Uzmanlar, "Et, vücuttaki ürik asit konsantrasyonunu artıran pürin bazları bakımından zengindir. Yüksek konsantrasyonu eklem hastalıklarına, artrite ve artroza neden olduğuna" dikkat çekiyorlar.

Ek olarak, doktorlar haşlanmış ürünü tercih etmenizi tavsiye ediyor. Çünkü pişirme işlemi sırasında pürinlerin çoğu et suyuna giriyor. Ayrıca etler iki çorbada pişirilmeli ve ilk et suyu süzülmelidir.

Beyaz eti ilk et suyunda 20 dakika kaynatmak yeterlidir. Kırmızı - en az 35-40 dakika.
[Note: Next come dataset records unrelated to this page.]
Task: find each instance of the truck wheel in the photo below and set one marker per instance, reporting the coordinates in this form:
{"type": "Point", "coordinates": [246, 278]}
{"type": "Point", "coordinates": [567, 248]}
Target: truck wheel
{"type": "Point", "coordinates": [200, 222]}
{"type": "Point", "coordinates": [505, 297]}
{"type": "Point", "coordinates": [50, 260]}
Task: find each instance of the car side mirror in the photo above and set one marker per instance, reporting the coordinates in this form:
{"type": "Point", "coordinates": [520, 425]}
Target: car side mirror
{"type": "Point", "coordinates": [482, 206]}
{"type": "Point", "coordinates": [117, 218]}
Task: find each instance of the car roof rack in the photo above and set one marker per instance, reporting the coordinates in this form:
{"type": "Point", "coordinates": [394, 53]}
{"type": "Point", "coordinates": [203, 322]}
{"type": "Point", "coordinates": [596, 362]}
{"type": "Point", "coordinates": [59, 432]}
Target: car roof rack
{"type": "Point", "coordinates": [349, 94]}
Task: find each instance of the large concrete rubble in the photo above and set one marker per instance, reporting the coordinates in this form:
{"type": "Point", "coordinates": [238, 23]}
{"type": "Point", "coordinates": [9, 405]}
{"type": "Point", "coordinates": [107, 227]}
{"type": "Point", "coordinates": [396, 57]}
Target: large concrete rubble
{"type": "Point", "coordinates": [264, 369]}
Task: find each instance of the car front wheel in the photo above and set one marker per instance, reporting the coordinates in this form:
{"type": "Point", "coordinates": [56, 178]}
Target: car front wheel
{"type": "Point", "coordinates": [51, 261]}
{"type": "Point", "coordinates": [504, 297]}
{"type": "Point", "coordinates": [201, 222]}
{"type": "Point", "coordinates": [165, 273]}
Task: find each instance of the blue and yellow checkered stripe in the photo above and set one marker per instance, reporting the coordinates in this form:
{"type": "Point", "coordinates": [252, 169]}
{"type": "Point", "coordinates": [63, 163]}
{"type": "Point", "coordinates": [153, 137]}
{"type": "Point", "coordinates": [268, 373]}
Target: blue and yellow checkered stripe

Bu durumda, büyük bir parçayı küçük parçalara ayırmak daha iyidir.

Et pişirmek ve güveç yapmak da yararlıdır, ancak yüksek dozda kötü kolesterol ve kanserojenlerden kaçınmak için kızarmış et yememek daha iyidir.

"Haftada altı ila yedi kez beyaz et tercih edilmelidir. Çocuklar, yaşlılar ve kadınlar için ortalama günlük doz 50 ila 100 gram ve erkekler için - 150 ila 200 gramdır. Kırmızı et en iyi haşlanmış olarak tüketilir. Dökme form. Haftada 200-300 gram" diyor doktorlar.

Bazı üreticilerin karma yemle hayvanları büyüme hormonu ilavesi ile beslediğini ve hastalanmamaları için antibiyotik kullandıklarını unutmayın. Bütün bunlar hammaddelerin kalitesini büyük ölçüde etkiler. Ancak koç, tavşan ve koyunlar bu katkı maddelerinin bulunduğu yiyecekleri yemezler. Etleri, öneğin domuz eti ve tavuk hakkında söylenemeyen çevre dostu olarak kabul edilir.